My mother tried to divert him. She asked about conditions in the Warsaw ghetto. Was there work for him? Where would they live? With her infinite capacity for optimism, for seeing the bright side, she said she would volunteer to teach school. She had heard that the schools in the ghetto, for all the deprivation, were active, full of eager students. She would be happy to teach a music class, perhaps literature also.

My father agreed, but he could not let the subject of Anna alone. “I can’t believe she’s gone. You haven’t told me all. Where was this hospital? Who was the physician?”

She took his hand. “Josef, cry if you think it will help. But it will not bring our daughter back. Perhaps … perhaps … it is better.”

“Better? Life is always better than death.”

“I am not so sure.
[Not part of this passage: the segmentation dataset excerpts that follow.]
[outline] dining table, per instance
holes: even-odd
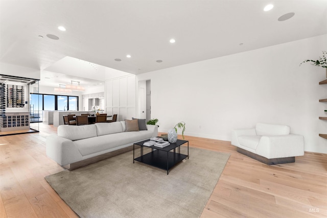
[[[112,115],[107,115],[107,117],[112,117]],[[73,116],[75,119],[76,119],[76,116]],[[89,124],[93,124],[96,123],[96,120],[97,115],[95,114],[90,114],[87,116],[87,122]]]

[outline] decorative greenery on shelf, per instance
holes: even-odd
[[[93,106],[93,110],[92,110],[93,112],[96,113],[99,113],[100,110],[101,110],[99,107],[96,106]]]
[[[159,120],[158,119],[152,119],[147,122],[147,124],[149,125],[155,125],[155,124],[158,123]]]
[[[183,136],[183,139],[184,139],[184,131],[185,131],[185,122],[182,121],[181,122],[179,122],[177,124],[175,125],[175,127],[174,127],[174,129],[175,129],[175,130],[176,130],[176,133],[177,132],[177,127],[178,127],[179,129],[182,128],[182,136]]]
[[[326,52],[325,51],[323,51],[322,57],[319,57],[319,59],[315,61],[313,60],[306,60],[303,61],[303,62],[300,64],[300,65],[305,62],[311,62],[311,64],[313,65],[327,68],[327,61],[326,61],[325,56],[326,54],[327,54],[327,52]]]

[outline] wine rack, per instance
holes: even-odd
[[[24,86],[16,85],[7,85],[7,107],[24,107]]]
[[[0,128],[3,127],[3,117],[6,116],[6,85],[0,83]]]

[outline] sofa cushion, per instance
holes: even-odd
[[[120,122],[97,123],[95,125],[98,136],[123,132],[123,127]]]
[[[132,119],[138,120],[138,129],[139,130],[148,130],[147,128],[147,123],[145,119],[138,119],[137,118],[132,117]]]
[[[74,144],[81,154],[86,156],[124,144],[133,145],[134,142],[150,138],[153,133],[149,130],[120,132],[79,140],[74,141]]]
[[[243,146],[255,150],[261,136],[257,135],[242,135],[238,137],[239,143]]]
[[[57,129],[58,136],[72,141],[97,136],[95,124],[83,126],[60,125]]]
[[[258,123],[255,126],[255,131],[258,135],[283,135],[289,134],[291,128],[288,126]]]
[[[126,132],[138,131],[138,120],[137,119],[129,120],[125,119],[125,123],[126,125]]]

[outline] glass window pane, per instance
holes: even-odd
[[[42,94],[30,94],[30,99],[31,123],[42,122]]]
[[[55,95],[44,95],[44,110],[55,110]]]
[[[78,103],[77,102],[77,97],[74,96],[69,96],[69,110],[78,110],[77,105]]]
[[[67,110],[67,96],[58,95],[57,96],[58,110]]]

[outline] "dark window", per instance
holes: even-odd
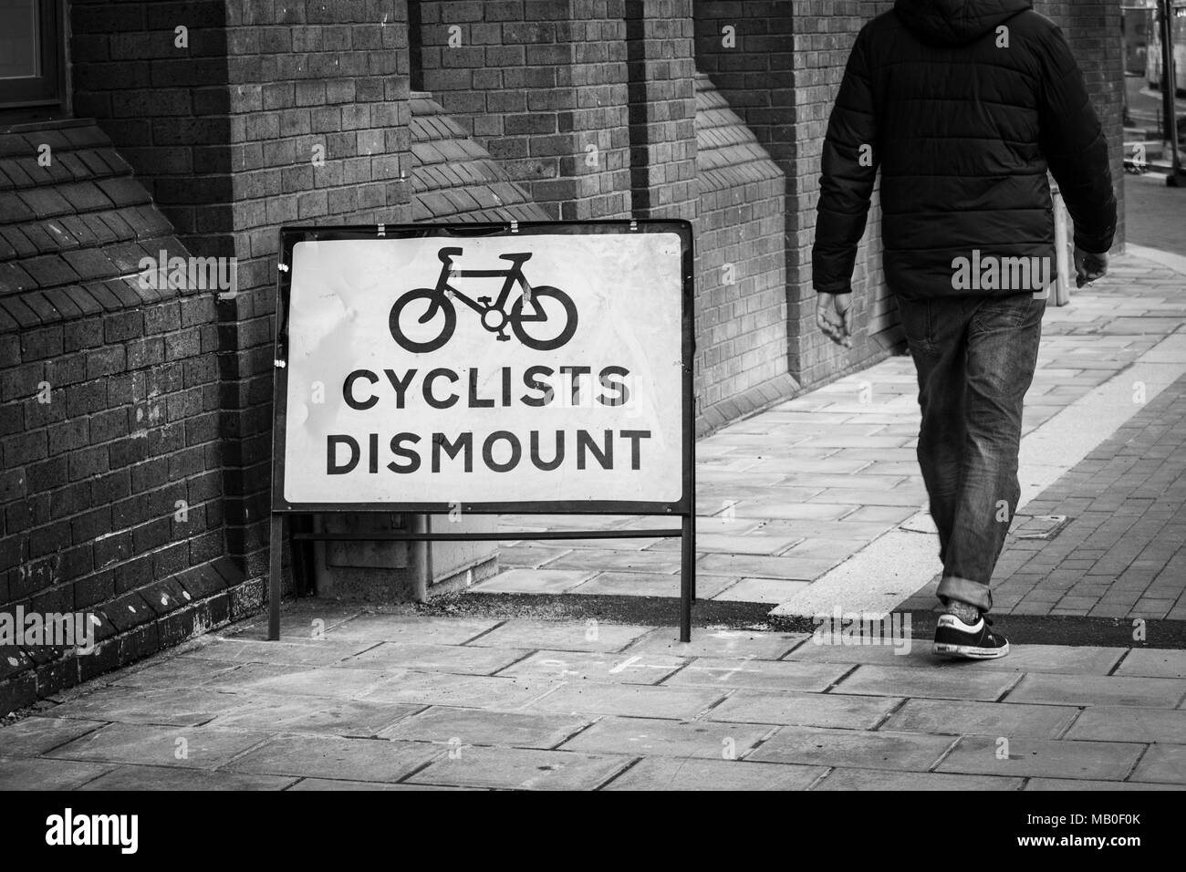
[[[60,0],[0,0],[0,109],[60,106]]]

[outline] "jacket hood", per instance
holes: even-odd
[[[1001,21],[1033,8],[1031,0],[897,0],[894,12],[930,45],[968,45]]]

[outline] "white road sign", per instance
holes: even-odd
[[[289,503],[676,502],[675,233],[300,241]]]

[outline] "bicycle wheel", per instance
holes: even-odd
[[[428,303],[428,307],[425,310],[423,314],[417,317],[416,308],[412,308],[406,313],[409,304],[417,303],[420,300],[426,300]],[[414,318],[416,325],[427,324],[434,319],[436,310],[441,310],[445,313],[445,320],[434,338],[425,338],[432,335],[432,329],[417,330],[409,326],[409,329],[406,330],[403,324],[400,323],[401,318],[404,320]],[[431,287],[417,287],[415,291],[409,291],[395,301],[395,305],[391,306],[391,314],[388,316],[387,323],[391,331],[391,338],[395,339],[400,348],[415,354],[423,354],[427,351],[435,351],[453,338],[453,331],[457,329],[457,310],[453,308],[453,303],[440,292]]]
[[[551,319],[554,322],[555,317],[561,314],[556,311],[555,306],[550,306],[546,303],[547,300],[555,300],[565,310],[563,317],[565,323],[560,330],[560,333],[551,338],[536,338],[531,336],[528,331],[528,326],[531,325],[543,325]],[[524,323],[523,318],[523,298],[519,297],[511,305],[511,313],[508,320],[511,323],[511,330],[515,331],[515,336],[518,337],[528,348],[534,348],[536,351],[553,351],[561,345],[568,343],[573,338],[573,333],[576,332],[576,304],[573,303],[573,298],[561,291],[559,287],[550,287],[548,285],[540,285],[538,287],[531,288],[531,301],[535,308],[542,314],[540,317],[530,316]],[[551,312],[549,314],[549,308]],[[555,323],[555,322],[554,322]]]

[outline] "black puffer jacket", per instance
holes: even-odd
[[[894,293],[1010,293],[956,289],[952,261],[977,250],[1050,257],[1053,275],[1047,166],[1076,243],[1107,252],[1108,144],[1063,32],[1029,0],[898,0],[857,36],[831,113],[815,289],[852,291],[878,167]]]

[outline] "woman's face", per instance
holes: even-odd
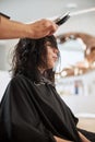
[[[47,43],[47,68],[52,69],[58,60],[59,50],[56,47],[51,47],[50,43]]]

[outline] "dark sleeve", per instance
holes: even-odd
[[[27,86],[20,79],[13,79],[8,85],[2,103],[7,133],[13,142],[55,142],[31,98],[35,94],[29,94]]]
[[[1,16],[4,16],[4,17],[7,17],[7,19],[10,19],[10,16],[9,16],[9,15],[3,14],[3,13],[1,13],[1,12],[0,12],[0,15],[1,15]]]

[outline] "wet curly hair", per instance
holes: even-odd
[[[13,51],[12,59],[12,76],[16,74],[26,75],[27,72],[37,78],[37,67],[47,66],[47,48],[46,43],[49,42],[52,48],[57,48],[57,40],[54,35],[46,36],[40,39],[22,38],[17,43]],[[41,59],[41,56],[44,59]],[[45,71],[45,75],[50,81],[55,81],[55,72],[52,69]]]

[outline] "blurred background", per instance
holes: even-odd
[[[94,116],[95,0],[0,0],[0,12],[25,23],[55,20],[68,11],[72,16],[55,34],[61,55],[56,86],[75,115]],[[0,98],[11,79],[11,52],[17,40],[0,40]]]

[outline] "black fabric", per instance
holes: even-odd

Don’t ask me anything else.”

“The boys?”

“Karl is still in prison. Yes, he’s alive, getting by. Inga says she is still trying to see him, to pull strings and get him freed.”

“Rudi?”

“Gone. Our wild one. Our street fighter. He vanished in the night, left me a note, and said we must not worry about him, but that he would not stay and let them arrest him.”

My father shook his head. “How I miss them. I never talked to them enough, spent enough time with them. How I wish they were with us, so I could make things up. I once disappointed Rudi so terribly. The first time he started at center in a big game. Sixteen years old, the youngest player on the team. And I ran off to some medical meeting. He said he didn’t care, but I knew he did.”

“We’ll make it up to them when this ends.”

“Yes, yes, of course we will. And we must not dwell on our misfortunes. There are hundreds of thousands worse off. We at least will have work, and enough to eat, and a place to live.”

They got up from the cafe, held hands like young lovers.

“Josef,” my mother said. “I have never loved you more.”

“Nor I you. Dear God, I look at you and I see Anna.”

“But you must not cry again.” She took his arm firmly. “Now you may take me to that elegant apartment.”

“I’m afraid it’s one room—over the old drugstore.” “And no piano? No Bechstein? I may leave you if there isn’t.”

“No piano,” my father said. “But memories of one.”

Some time before Christmas, Inga received a letter from Sergeant Heinz Muller, telling her to come to Buchenwald. He was vague, but he hinted that he might be able to arrange for her to see Karl. He could promise nothing, but he would at least try. And he ordered her to burn the letter.

My sister-in-law was a courageous and tenacious woman. She pretended to be a hiker, with boots, rucksack and staff, and approached the outer fences of the prison camp fearlessly. There is much to be said for a working-class background, for women who are independent and resourceful. Inga was ahead of her time.